Affects Version/s: None
Fix Version/s: 0.7.0
Create a Batch Profiler that satisfies the following use cases.
- As a Security Data Scientist, I want to understand the historical behaviors and trends of a profile that I have created so that I can determine if I have created a feature set that has predictive value for model building.
- As a Security Data Scientist, I want to understand the historical behaviors and trends of a profile that I have created so that I can determine if I have defined the profile correctly and created a feature set that matches reality.
- As a Security Platform Engineer, I want to generate a profile using archived telemetry when I deploy a new model to production so that models depending on that profile can function on day 1.

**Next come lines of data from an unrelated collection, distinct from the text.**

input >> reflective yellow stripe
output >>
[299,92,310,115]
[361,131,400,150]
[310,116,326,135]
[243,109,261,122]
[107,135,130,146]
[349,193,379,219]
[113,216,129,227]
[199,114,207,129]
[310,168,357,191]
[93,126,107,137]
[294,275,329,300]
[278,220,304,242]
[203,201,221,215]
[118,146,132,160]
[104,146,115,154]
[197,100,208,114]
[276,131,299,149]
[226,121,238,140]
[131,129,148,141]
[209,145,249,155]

- Currently, a profile can only be generated from the telemetry consumed after the profile was created.
- The goal would be to enable “profile seeding” which allows profiles to be populated from a time before the profile was created.
- A profile would be seeded using the telemetry that has been archived by Metron in HDFS.
- A profile consumer should not be able to distinguish the “seeded” portion of a profile.
- There are currently two ports of the Profiler; the Streaming Profiler that handles streaming data in Storm and the other that runs in the REPL and allows a user to manually build, test, and debug profiles.
- These ports largely share a common code base in metron-analytics/metron-profiler-common.
- A smaller set of “orchestration” logic is required to maintain each port; one for Storm, another for the REPL.
- Both Profiler ports supports both system time and event time processing.
- Create a third port of the Profiler; the Batch Profiler.
- The Batch Profiler will be built to run in Spark so that the telemetry can be consumed in batch.
- Allows a user to seed profiles using the JSON telemetry that is archived in HDFS by Metron Indexing.
- Only generates the profile data stored in HBase, not the messages that are produced for Threat Triage and Kafka.
- Any number of profiles can be generated at once, but no dependencies between the profiles are supported. A dependency is where one profile is a consumer of the profile generated by another.
- The Batch Profiler must use the timestamps contained within the telemetry; it runs on event time. Luckily the Profiler already supports event time.
- Enable a pluggable mechanism so that telemetry stored in different formats can be consumed by the Batch Profiler. For example, the Profiler should be able to consume telemetry stored as raw JSON or in other formats like ORC or Parquet.